The Mesquite Online News - Texas A&M University-San Antonio

Q&A: Prop 5

Proposition 5

“The constitutional amendment relating to the Texas University Fund, which provides funding to certain institutions of higher education to achieve national prominence as major research universities and drive the state economy.” 

If voters approve Prop 5, the National Research University Fund would be renamed to the Texas University Fund and interest income, dividends and investment earnings from the state’s rainy day fund would be allocated annually to the university fund to support research activities at state universities.



Harrison Keller

Commissioner of Higher Education

Texas Higher Education Coordinating Board

Q: Why is it important for the Texas Higher Education Coordinating Board to support this proposition?

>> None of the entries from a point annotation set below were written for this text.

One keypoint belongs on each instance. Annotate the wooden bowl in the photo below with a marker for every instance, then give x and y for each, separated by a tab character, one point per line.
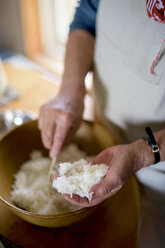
15	147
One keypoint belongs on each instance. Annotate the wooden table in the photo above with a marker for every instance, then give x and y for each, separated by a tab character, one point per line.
114	225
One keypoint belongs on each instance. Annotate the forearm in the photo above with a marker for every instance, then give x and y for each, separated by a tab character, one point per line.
145	156
78	61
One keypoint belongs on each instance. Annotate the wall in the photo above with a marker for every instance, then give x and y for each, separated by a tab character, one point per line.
10	26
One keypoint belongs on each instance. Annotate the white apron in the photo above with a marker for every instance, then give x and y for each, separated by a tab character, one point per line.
128	97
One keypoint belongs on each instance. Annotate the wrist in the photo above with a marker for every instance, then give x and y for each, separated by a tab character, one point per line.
73	87
144	155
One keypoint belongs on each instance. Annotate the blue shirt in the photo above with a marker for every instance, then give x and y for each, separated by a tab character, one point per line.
85	16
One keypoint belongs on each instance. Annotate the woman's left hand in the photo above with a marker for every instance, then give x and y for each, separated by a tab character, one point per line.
123	161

A: Texas higher education institutions play vital roles in generating new knowledge through research and work closely with industry to translate these discoveries to the marketplace. Redesignating the National Research University Fund (NRUF) as the Texas University Fund (TUF) will expand state support for cutting-edge research and development capabilities at four universities in Texas. It also includes a pathway for additional institutions to benefit from the TUF. The intent is to make these universities more competitive and stronger while bolstering our state’s leadership in research, development, and innovation, which is essential for long-term regional and state economic competitiveness. 

Q: Is Ballotpedia correct in its description of why the A&M and UT systems do not receive NRUF funds?

A: The language from Ballotpedia is not quite accurate. The University of Texas and Texas A&M University Systems benefit from the Permanent University Fund (PUF) which was established in 1876. The original version of the NRUF did provide some limited funding to eligible UT System institutions, however. The proposed Texas University Fund will be different from the NRUF. This would be a new endowment fund designed to support institutions that do not benefit from the Permanent University Fund.

Q: How much did Texas A&M University-San Antonio receive from the PUF for this year? (Or where would we look in the FY 2024 operating budget for that information?) 

A: The PUF endowment is managed by The University of Texas/Texas A&M Investment Management Company (UTIMCO), under the authority of the UT System Board of Regents, and the land is managed by the University Lands office. We recommend contacting them directly for the details about FY 2023 and FY 2024 funding.

– The Mesquite received the statements from Keller in an email from Mike Eddleman, communications specialist with the Texas Higher Education Coordinating Board.



Andrew McVeigh

Executive Director

Texans for Fiscal Responsibility

Q: Why should the average Texan care about this proposition?
A: So, this proposition does two things: One doesn’t really matter; the other kind of does. It changes the name of a fund — a fund that already exists. I don’t remember the exact name, but it’s changing the name to the “Texas University Fund.” That’s the first part. Not a big deal, right? It’s just changing the name. 

The second part is creating a new perpetual revenue source for this Texas University Fund. It’s taking the accrued interest and dividends and that kind of thing from the rainy day fund, which is a fund set up that holds billions of taxpayer dollars, and it’s in case we ever have a major disaster, or an economic depression or something like that. And so what it’s doing is it’s taking the interest and the dividends from that rainy day fund, and it’s now going to be sending it to these universities. We think that’s a misuse of the fund, and so if Texans care about where their money is going and funds being used for their proper purpose, especially the rainy day fund, it’s such an important fund to have there. Have the right amount of money in it, in case we ever get between a rock and a hard place. Texans should care about this because it’s going to siphon away money from the rainy day fund to universities, which already receive billions of dollars every year from taxpayers.

Q: Why does your organization oppose it?
A: I think the main thing is that we think it’s a misuse of the rainy day fund. That money should be there for disasters, depressions, in case we ever really need it. That’s what it was set up for. I think siphoning away some of that money for universities when they already receive billions of dollars is not a proper use of that money. And so, that’s the main reason why we oppose this amendment and we urge Texans to vote no on Prop 5.

– This Q&A has been edited for clarity and length. Interview conducted by Dorian Gonzalez.